A look at controlled rotation systems

Driverless technology, in its fundamental form, already exists in academia and private consortiums.


Driverless technology, in its fundamental form, already exists in academia and private consortiums. The basic components are here: GPS can track and sense a car’s position anywhere, along with its location, speed, direction, and altitude. OnStar can turn the car’s engine off and control most computer-controlled functions. Sensors such as infrared and radar can detect the car’s position on the highway and its distance from other cars. There’s almost nothing left to the imagination—technology exists to control practically everything. However, the applicable artificial intelligence required to approach human decision making in real world traffic is still a ways off.

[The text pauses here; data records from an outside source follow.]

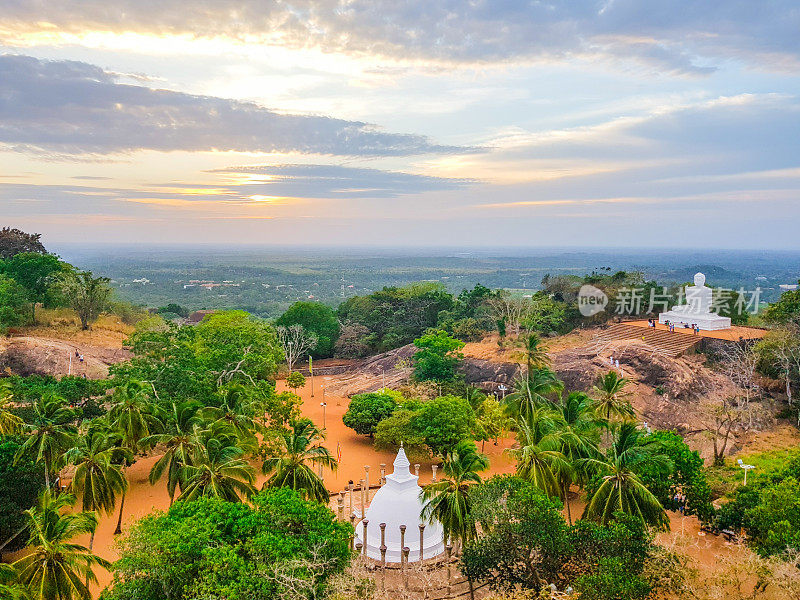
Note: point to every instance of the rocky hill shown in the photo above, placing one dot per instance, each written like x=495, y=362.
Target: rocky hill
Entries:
x=33, y=355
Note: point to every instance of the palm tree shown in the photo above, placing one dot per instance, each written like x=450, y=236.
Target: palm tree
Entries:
x=534, y=352
x=578, y=427
x=9, y=588
x=611, y=397
x=536, y=388
x=98, y=478
x=292, y=465
x=448, y=500
x=179, y=442
x=55, y=568
x=133, y=415
x=217, y=469
x=235, y=412
x=10, y=423
x=50, y=434
x=621, y=489
x=539, y=457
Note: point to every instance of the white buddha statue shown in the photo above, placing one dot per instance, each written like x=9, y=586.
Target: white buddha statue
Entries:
x=697, y=310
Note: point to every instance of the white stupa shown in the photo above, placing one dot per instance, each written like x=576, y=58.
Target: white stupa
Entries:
x=697, y=310
x=399, y=502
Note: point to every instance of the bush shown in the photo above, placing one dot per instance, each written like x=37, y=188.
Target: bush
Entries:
x=366, y=411
x=20, y=484
x=316, y=318
x=281, y=546
x=437, y=357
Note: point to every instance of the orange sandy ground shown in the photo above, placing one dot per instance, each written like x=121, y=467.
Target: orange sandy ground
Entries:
x=357, y=451
x=732, y=334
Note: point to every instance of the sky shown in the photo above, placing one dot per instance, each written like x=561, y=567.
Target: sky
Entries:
x=574, y=123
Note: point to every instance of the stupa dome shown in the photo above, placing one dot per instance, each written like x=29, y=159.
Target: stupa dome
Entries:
x=399, y=502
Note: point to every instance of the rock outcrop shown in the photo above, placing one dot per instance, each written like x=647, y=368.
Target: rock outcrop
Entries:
x=41, y=356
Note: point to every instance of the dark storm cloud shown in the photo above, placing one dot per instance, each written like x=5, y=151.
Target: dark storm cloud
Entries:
x=75, y=108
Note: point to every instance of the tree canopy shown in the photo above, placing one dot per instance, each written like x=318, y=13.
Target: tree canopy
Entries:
x=280, y=546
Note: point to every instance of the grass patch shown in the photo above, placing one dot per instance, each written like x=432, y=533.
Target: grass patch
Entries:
x=724, y=479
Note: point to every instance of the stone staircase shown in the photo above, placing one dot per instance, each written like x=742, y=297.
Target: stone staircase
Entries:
x=662, y=342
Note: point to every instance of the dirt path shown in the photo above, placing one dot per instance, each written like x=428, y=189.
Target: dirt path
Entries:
x=356, y=452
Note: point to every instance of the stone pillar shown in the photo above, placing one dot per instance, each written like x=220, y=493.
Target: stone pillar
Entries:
x=383, y=566
x=365, y=522
x=448, y=550
x=406, y=550
x=350, y=489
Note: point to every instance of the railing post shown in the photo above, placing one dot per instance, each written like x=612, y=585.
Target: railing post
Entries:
x=365, y=522
x=406, y=550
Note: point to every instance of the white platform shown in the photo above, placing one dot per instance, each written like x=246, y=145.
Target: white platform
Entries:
x=708, y=322
x=399, y=503
x=697, y=310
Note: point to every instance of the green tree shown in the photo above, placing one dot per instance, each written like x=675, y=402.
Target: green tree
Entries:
x=537, y=388
x=577, y=439
x=437, y=356
x=533, y=352
x=9, y=422
x=87, y=295
x=50, y=433
x=539, y=457
x=317, y=318
x=687, y=476
x=35, y=272
x=492, y=418
x=293, y=462
x=295, y=380
x=400, y=428
x=280, y=546
x=365, y=411
x=786, y=309
x=132, y=414
x=611, y=397
x=14, y=241
x=524, y=539
x=13, y=304
x=98, y=478
x=621, y=489
x=20, y=483
x=217, y=468
x=179, y=444
x=55, y=567
x=448, y=501
x=444, y=422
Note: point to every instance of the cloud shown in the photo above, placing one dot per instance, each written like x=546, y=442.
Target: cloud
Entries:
x=72, y=107
x=335, y=181
x=680, y=36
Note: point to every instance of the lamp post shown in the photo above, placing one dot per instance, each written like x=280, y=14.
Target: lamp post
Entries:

Driverless automobile technology is probably just one of the hundreds of R&D projects on the drawing boards and in development around the world and most, if not all, are targeting the “green revolution” as the justification. One in particular is called Controlled Rotation System [CRS], a bicycle transmission morphed to replace the gearbox in cars. CRS has been patented by Parts Services Holland, Ltd.—formed in 2009 by four people in Holland to replace the Derailleur bicycle chain-jumping sprockets by using a belt and only two discs whose diameters can be hydraulically changed to alter their ratio. Unlike the CVT, continuously variable transmission, where the belt rides up and down cones to vary the ratio, the CRS’s belt is in constant contact with each disc as the diameters change. In theory, according to the inventors, the motor could run at a constant RPM and the car’s speed and torque would be increased or decreased by just changing the disc’s diameters. Obviously a clutch or torque converter of some design would still be required to accommodate engine/motor disengagement from the CRS.

Beyond tripping over this device via an internet search, I know nothing more about it other than the principles expect it to force a sea-change in how future automobiles will be designed. In addition, the company sees application for wind turbines among other power transmission devices. Their goal is to improve operating efficiency by eliminating gears thereby per their claims reduce friction losses.

There’s a big “but”: The auto industry has a long history with belts, and anyone with experience with belts know that they stretch—requiring a tensioning idler of some sort. Belts for direct drive applications were eventually dropped, and chains took their place. However, chains eventually stretch as well. Remember Honda’s early rubber timing belts that required changing at 150,000 miles to avoid valves smashing into the tops of pistons?

At this time, I don’t believe any (drivetrain) belts currently in use, if in fact there are in use,  are made from rubber compounds, steel-reinforced or not. One of the first below the radar successful chain-drive transmission applications was used in the 1966 Olds Toronado. Originally patented by Ford years earlier, it never saw the light of day. Ford conceived a chain directly driving the transmission input shaft from the engine output or crankshaft.  For Olds, this novel FWD system allowed the “V” engine to be positioned longitudinally, as in RWD cars, with a special high strength; heat treated and pre-stretched chain connecting the side-saddle rear-pointing transmission to the engine crank shaft. This engine/transmission combination was used for many years and even drove GMC’s 1973–’78 Motorhome.

Will the CRS survive in its current form when the belt is designed to accommodate the horsepower in today’s automobile engines survive? That is the challenge, considering all of the past unsuccessful attempts to replace gears in an automobile transmission, driverless or not.

It’s not easy to duplicate the load and direction-changing ability that hardened gears offer to thousands of applications (for which the automobile transmission and differential are the most advanced—they’re used by more people around the world than any other system). And there’s a good reason why: Transferring energy from the motor to the wheels creates large compressive and tensile stresses within the gear teeth, in addition to whisper-quiet precision. Chains and belts, on the other hand, can be surprisingly noisy, especially at high RPM.

With my limited knowledge of the material detail of the CRS device, I see three possible options: Heat-treated steel chain, composite reinforced linked chain, or a space-age rubber or polymer reinforced belt. Most likely hardened steel micro-linked chain, modified to ride on the toothless expanding discs, will be required. If gears were used, the continuously expanding and contracting disc diameter would cause the gear module to change, altering the pitch. In any case, the hydraulically expanded discs will see very high wear, thus require a heat-treated surface (a perfect application for nitriding, actually).

The RPM required for a bicycle is one thing—the wear and load-carrying ability required for a 200- to 400-horsepower automobile is quite another. Even with the comparatively low loads endured by racing bicycles for which I assume the CRS was developed, the current bicycle chain-drive systems are changed frequently. Note in the Tour de France the multitude of bicycles every team uses to compete over just a few days.